John Kelly and Greg Rouse, two executives who had consulted with Galvin
and Yeager in "small roles" when they worked at Endurant Energy, have moved over
to the Galvin initiative full-time, Kelly told us Friday. They will run a Chicago-based
Intelligent Power Partners group that Yeager believes will grow to a staff of
six or eight by the end of the year.
Kelly and Rouse were contracted
to
help design and build prototypes such as the one Galvin is building at the
Illinois Institute of Technology plus help implement Galvin's "quality
education" initiative for utilities.
"We'd like to help teams that win DOE [matching grant] money to integrate
designs from 'Perfect Power'," Kelly noted.
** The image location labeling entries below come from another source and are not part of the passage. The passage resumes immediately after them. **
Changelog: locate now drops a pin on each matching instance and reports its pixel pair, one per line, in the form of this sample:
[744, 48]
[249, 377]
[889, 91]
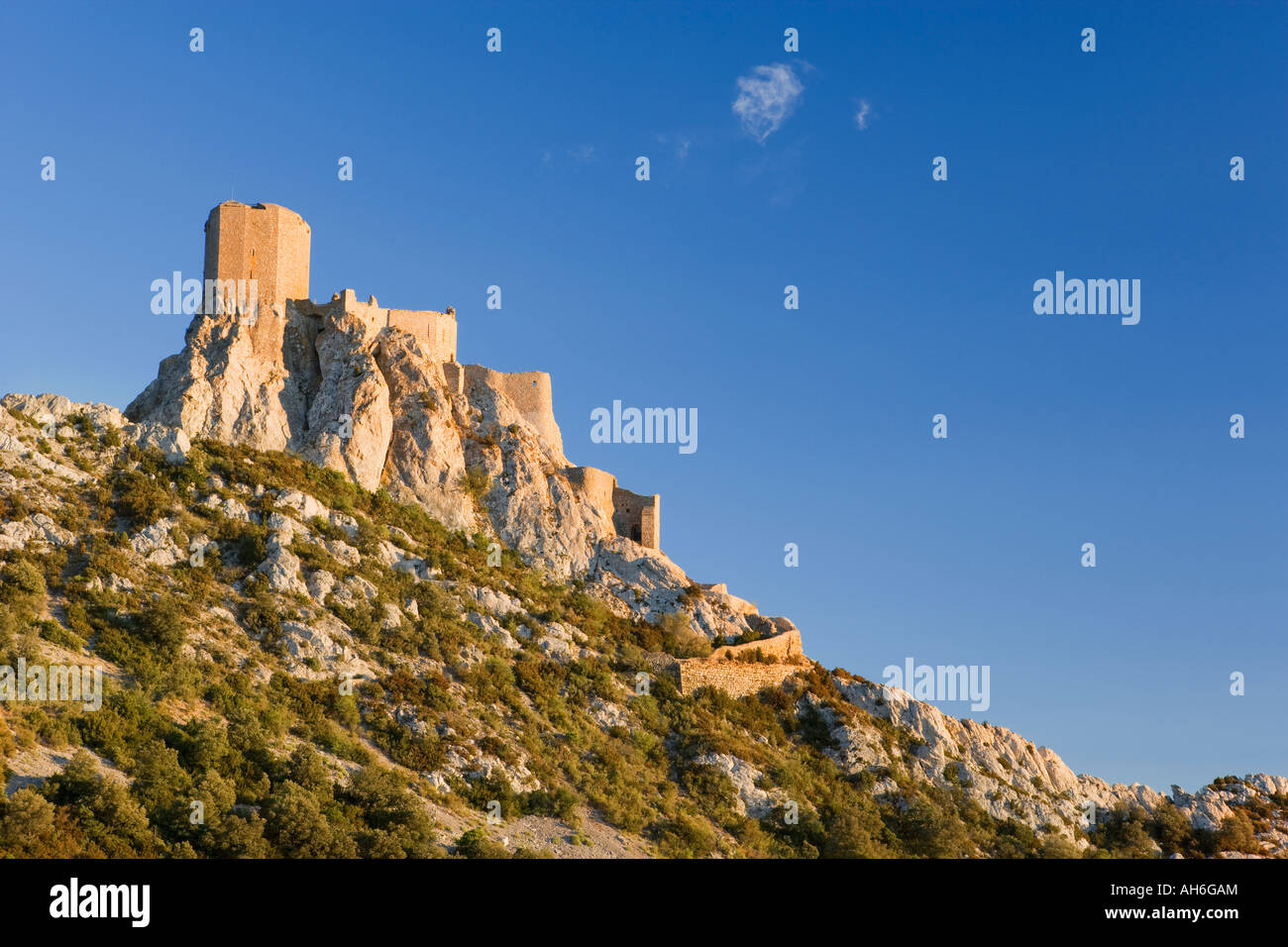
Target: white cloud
[765, 98]
[861, 115]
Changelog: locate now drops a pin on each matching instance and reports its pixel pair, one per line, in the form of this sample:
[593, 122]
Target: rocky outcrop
[369, 401]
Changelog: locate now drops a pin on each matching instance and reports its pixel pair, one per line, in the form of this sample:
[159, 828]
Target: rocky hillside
[296, 664]
[369, 402]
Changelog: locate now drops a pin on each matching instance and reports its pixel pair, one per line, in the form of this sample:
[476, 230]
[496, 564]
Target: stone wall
[785, 647]
[529, 392]
[635, 517]
[638, 517]
[735, 678]
[436, 331]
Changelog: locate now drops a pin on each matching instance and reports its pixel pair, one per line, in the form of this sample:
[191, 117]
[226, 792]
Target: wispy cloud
[862, 110]
[681, 142]
[765, 98]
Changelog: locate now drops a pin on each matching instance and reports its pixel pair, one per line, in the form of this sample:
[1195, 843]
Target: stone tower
[265, 243]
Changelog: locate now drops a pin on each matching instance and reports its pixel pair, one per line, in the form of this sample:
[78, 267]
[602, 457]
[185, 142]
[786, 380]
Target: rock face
[347, 392]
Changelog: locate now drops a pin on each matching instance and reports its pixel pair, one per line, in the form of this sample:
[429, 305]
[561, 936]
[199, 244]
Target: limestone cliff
[339, 388]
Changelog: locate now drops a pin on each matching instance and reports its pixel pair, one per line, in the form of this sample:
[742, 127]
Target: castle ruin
[270, 244]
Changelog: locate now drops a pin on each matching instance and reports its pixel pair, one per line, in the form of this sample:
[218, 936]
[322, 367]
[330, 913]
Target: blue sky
[518, 169]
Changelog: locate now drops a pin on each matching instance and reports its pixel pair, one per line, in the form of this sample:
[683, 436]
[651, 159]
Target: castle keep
[265, 243]
[270, 245]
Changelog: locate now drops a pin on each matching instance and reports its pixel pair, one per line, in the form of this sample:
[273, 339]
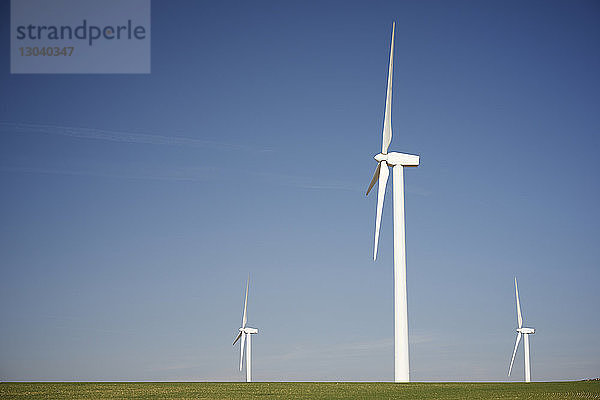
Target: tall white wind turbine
[397, 161]
[246, 335]
[525, 332]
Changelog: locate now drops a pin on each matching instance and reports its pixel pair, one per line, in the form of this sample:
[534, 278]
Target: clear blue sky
[133, 207]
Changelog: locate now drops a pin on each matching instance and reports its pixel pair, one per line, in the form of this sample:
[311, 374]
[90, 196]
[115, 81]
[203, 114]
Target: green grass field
[554, 390]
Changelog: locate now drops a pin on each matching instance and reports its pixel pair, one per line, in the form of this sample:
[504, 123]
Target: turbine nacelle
[393, 158]
[526, 331]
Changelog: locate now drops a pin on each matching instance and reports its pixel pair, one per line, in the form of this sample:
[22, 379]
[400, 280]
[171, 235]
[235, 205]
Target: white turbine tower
[246, 335]
[397, 161]
[525, 332]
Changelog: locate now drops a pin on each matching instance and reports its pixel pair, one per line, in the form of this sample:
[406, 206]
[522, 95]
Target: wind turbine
[397, 161]
[246, 332]
[525, 332]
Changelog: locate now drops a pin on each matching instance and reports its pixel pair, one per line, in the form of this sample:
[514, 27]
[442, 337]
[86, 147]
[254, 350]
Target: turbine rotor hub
[406, 160]
[526, 331]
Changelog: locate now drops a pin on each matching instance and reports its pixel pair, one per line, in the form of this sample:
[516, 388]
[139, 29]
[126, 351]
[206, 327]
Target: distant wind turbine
[246, 332]
[525, 332]
[397, 161]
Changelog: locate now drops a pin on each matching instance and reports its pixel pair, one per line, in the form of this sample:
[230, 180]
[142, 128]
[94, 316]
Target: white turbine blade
[375, 177]
[237, 338]
[245, 317]
[387, 121]
[519, 318]
[242, 348]
[384, 174]
[512, 360]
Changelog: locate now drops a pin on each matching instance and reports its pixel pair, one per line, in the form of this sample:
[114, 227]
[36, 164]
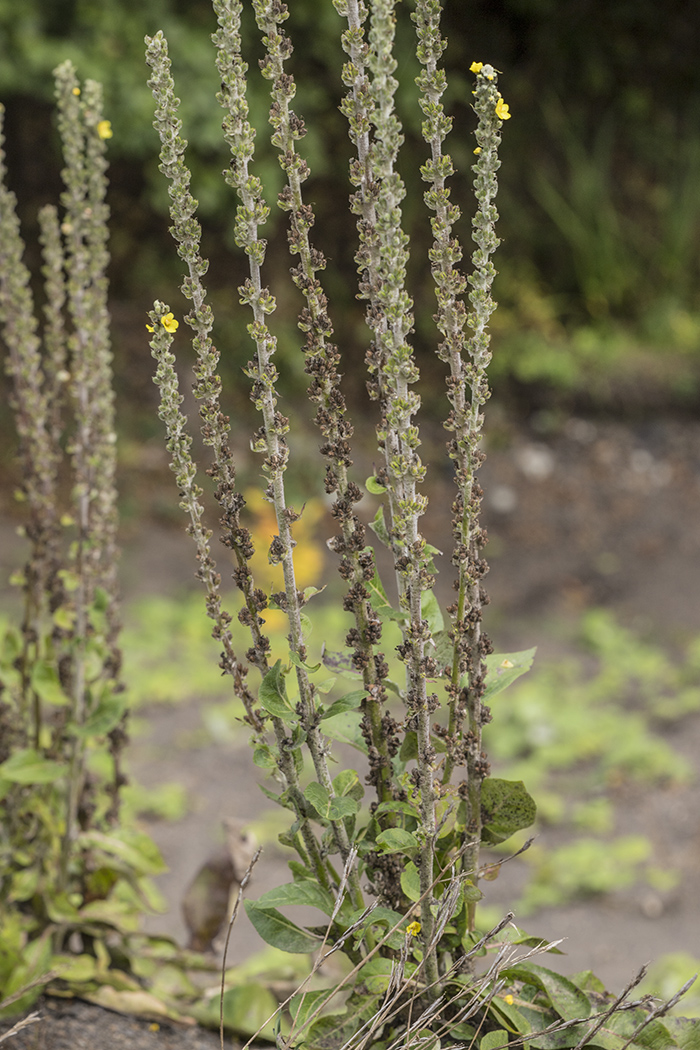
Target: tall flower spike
[214, 425]
[252, 211]
[471, 645]
[381, 260]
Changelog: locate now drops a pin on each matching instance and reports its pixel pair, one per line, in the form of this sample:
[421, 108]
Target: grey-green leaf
[506, 809]
[279, 931]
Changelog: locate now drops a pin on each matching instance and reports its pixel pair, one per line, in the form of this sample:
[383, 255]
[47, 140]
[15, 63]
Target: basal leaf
[306, 893]
[279, 931]
[569, 1001]
[303, 1004]
[396, 840]
[493, 1040]
[134, 848]
[341, 807]
[272, 694]
[378, 526]
[347, 782]
[345, 728]
[318, 796]
[45, 683]
[375, 486]
[351, 701]
[410, 882]
[506, 809]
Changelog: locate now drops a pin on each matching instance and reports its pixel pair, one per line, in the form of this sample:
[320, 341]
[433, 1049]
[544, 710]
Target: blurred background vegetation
[599, 197]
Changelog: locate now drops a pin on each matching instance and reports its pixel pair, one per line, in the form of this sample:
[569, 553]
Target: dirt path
[594, 513]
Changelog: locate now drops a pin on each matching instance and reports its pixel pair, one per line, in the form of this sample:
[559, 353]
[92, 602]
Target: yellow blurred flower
[502, 110]
[169, 322]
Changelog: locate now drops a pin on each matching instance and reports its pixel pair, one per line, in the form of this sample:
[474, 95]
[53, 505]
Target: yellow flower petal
[169, 322]
[502, 110]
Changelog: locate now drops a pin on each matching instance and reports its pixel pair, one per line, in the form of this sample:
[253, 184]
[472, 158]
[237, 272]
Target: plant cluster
[73, 878]
[394, 870]
[398, 880]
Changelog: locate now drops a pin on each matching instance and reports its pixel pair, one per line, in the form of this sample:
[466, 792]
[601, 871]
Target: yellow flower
[169, 323]
[502, 110]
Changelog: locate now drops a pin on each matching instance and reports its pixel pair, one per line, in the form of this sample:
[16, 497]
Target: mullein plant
[422, 824]
[398, 881]
[71, 876]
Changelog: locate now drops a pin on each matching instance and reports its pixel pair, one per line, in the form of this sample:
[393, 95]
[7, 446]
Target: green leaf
[77, 968]
[135, 848]
[345, 728]
[28, 767]
[311, 668]
[351, 701]
[493, 1040]
[378, 526]
[279, 931]
[347, 782]
[430, 610]
[341, 807]
[334, 1030]
[396, 840]
[503, 669]
[303, 1004]
[319, 798]
[306, 893]
[44, 680]
[375, 486]
[272, 694]
[107, 714]
[569, 1001]
[506, 809]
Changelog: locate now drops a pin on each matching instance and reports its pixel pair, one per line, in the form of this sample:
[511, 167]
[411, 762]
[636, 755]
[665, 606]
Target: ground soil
[587, 512]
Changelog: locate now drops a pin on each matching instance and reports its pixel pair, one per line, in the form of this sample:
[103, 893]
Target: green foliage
[75, 872]
[417, 848]
[75, 880]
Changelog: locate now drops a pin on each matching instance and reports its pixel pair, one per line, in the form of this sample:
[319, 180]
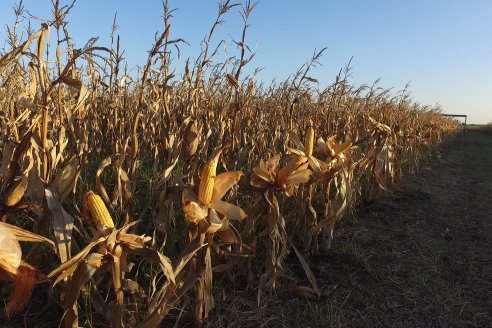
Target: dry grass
[81, 122]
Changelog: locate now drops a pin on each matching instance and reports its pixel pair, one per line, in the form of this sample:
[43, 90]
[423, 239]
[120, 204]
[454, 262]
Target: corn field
[129, 194]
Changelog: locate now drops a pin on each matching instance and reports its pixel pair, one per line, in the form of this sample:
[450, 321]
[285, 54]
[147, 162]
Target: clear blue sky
[442, 47]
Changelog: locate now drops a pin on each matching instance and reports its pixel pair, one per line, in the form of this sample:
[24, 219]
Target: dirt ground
[419, 257]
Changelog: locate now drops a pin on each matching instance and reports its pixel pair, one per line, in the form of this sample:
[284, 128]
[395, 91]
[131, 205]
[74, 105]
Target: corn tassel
[98, 211]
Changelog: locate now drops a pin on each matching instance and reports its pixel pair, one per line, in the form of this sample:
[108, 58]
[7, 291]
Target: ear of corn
[207, 180]
[291, 166]
[98, 211]
[309, 142]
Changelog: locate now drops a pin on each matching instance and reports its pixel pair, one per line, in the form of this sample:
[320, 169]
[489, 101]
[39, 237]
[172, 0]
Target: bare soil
[419, 257]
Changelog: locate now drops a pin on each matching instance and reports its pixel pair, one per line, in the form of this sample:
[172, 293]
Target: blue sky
[442, 47]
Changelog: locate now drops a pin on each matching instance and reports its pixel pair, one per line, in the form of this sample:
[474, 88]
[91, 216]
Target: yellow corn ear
[309, 141]
[290, 167]
[98, 210]
[207, 179]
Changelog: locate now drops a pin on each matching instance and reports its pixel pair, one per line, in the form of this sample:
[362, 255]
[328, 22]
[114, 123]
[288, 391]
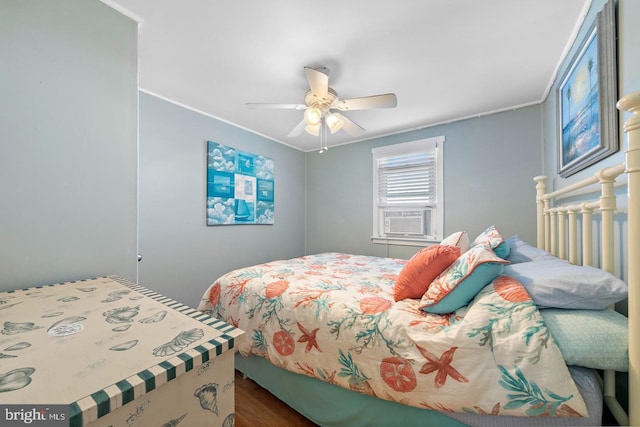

That firstly involves "providing the means for consumer participation" in
energy use management, he added.
"It involves technology and policies that would maximize the consumer's
ability to reduce their demand, consumption, carbon emission footprint and cost,
which is what they care about," Kelly said. "Right now, consumers don't even see
what they are using on an hourly basis."
"Perfect Power" designs also would have utilities "achieving significant
reliability improvements at very low cost," Kelly said, noting that the quality
management system Bob Galvin advocates in the name of increased reliability has
deep roots -- namely in the quality-control methods Galvin brought to Motorola
in the '70s.
Kelly and Grouse will focus on regulatory reform including working with
five or six governors' offices and state legislatures and PUCs to shoot for "a
more consumer-focused electricity-delivery system" in the
US.
The four-year-old initiative is just about where Yeager thought it would
be by now. "When you are trying to
change the rules and business models, it doesn't happen
overnight."
Yeager is starting to push for
the US government to give deregulation another go but to do a better job of it
than it did with the Energy Act of 1992.
Kelly
put together the design study that led to the IIT Perfect Power Grid and has
been a "major contributor" to New Mexico's "green grid initiative," Yeager
noted.
The addition of Kelly and Grouse to the Galvin Electricity Initiative's
full-time crew amounts to the initiative making "a three-six year commitment to
help with the transformation to a more consumer-focused electricity system" in
the US, Kelly
said.
"A number of [smart grid] projects are seeking our advice and counsel,"
Yeager
said. "We want to gear up so that when we
agree to help, we can deliver on our promises."